Data from: Validation of targeted next-generation sequencing for RAS mutation detection in FFPE colorectal cancer tissues: comparison with Sanger sequencing and ARMS-Scorpion real-time PCR
Gao, Jie, Peking Union Medical College Hospital
Wu, Huanwen, Peking Union Medical College Hospital
Wang, Li, Peking Union Medical College Hospital
Zhang, Hui, Peking Union Medical College Hospital
Duan, Huanli, Peking Union Medical College Hospital
Lu, Junliang, Peking Union Medical College Hospital
Liang, Zhiyong, Peking Union Medical College Hospital
Published Dec 11, 2015 on Dryad.
Cite this dataset
Gao, Jie et al. (2015). Data from: Validation of targeted next-generation sequencing for RAS mutation detection in FFPE colorectal cancer tissues: comparison with Sanger sequencing and ARMS-Scorpion real-time PCR [Dataset]. Dryad. https://doi.org/10.5061/dryad.3447g
Objective: To validate the targeted next-generation sequencing (NGS) platform-Ion Torrent PGM for KRAS exon 2 and expanded RAS mutations detection in formalin-fixed paraffin-embedded (FFPE) colorectal cancer (CRC) specimens, with comparison of Sanger sequencing and ARMS-Scorpion real-time PCR. Setting: Beijing, China.
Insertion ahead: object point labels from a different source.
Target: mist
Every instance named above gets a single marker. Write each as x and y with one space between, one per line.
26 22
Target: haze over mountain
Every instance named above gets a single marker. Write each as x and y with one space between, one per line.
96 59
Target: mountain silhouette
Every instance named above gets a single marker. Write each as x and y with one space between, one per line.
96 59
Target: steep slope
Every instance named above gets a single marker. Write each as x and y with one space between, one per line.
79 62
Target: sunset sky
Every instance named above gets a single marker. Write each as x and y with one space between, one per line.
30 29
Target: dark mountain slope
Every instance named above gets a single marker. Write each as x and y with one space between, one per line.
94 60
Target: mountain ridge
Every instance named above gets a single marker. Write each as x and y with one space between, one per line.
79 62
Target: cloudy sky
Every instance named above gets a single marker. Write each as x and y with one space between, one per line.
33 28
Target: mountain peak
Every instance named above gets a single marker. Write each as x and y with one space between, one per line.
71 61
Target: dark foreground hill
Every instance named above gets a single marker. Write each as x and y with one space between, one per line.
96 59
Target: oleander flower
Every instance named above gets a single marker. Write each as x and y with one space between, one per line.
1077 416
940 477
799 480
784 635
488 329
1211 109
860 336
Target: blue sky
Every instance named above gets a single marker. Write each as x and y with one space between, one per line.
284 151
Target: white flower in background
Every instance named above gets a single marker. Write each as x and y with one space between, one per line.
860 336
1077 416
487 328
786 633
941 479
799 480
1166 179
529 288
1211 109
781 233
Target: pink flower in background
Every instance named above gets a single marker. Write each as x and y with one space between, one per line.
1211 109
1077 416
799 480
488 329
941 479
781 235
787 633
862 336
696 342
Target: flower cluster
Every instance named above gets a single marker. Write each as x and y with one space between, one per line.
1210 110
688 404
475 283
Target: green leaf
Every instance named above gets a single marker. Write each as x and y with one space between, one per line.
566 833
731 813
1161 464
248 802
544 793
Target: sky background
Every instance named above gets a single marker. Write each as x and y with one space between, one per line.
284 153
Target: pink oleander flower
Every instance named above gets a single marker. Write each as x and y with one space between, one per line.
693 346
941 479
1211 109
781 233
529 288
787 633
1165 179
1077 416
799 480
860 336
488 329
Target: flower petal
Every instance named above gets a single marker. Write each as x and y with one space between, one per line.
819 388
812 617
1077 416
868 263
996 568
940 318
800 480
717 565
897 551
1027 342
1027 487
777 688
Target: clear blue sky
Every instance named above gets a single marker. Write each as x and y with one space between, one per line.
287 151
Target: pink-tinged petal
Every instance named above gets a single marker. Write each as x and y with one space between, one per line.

Participants: 51 archived FFPE CRC samples (36 men, 15 women) were retrospectively randomly selected and then checked by an experienced pathologist for sequencing based on histological confirmation of CRC and availability of sufficient tissue. Methods: RAS mutations were detected in the 51 FFPE CRC samples by PGM analysis, Sanger sequencing and the Therascreen KRAS assay, respectively. Agreement among the 3 methods was assessed. Assay sensitivity was further determined by sequencing serially diluted DNA from FFPE cell lines with known mutation statuses. Results: 13 of 51 (25.5%) cases had a mutation in KRAS exon 2, as determined by PGM analysis. PGM analysis showed 100% (51/51) concordance with Sanger sequencing (κ=1.000, 95% CI 1 to 1) and 98.04% (50/51) agreement with the Therascreen assay (κ=0.947, 95% CI 0.844 to 1) for detecting KRAS exon 2 mutations, respectively. The only discrepant case harboured a KRAS exon 2 mutation (c.37G>T) that was not covered by the Therascreen kit. The dilution series experiment results showed that PGM was able to detect KRAS mutations at a frequency of as low as 1%. Importantly, RAS mutations other than KRAS exon 2 mutations were also detected in 10 samples by PGM. Furthermore, mutations in other CRC-related genes could be simultaneously detected in a single test by PGM. Conclusions: The targeted NGS platform is specific and sensitive for KRAS exon 2 mutation detection and is appropriate for use in routine clinical testing. Moreover, it is sample saving and cost-efficient and time-efficient, and has great potential for clinical application to expand testing to include mutations in RAS and other CRC-related genes.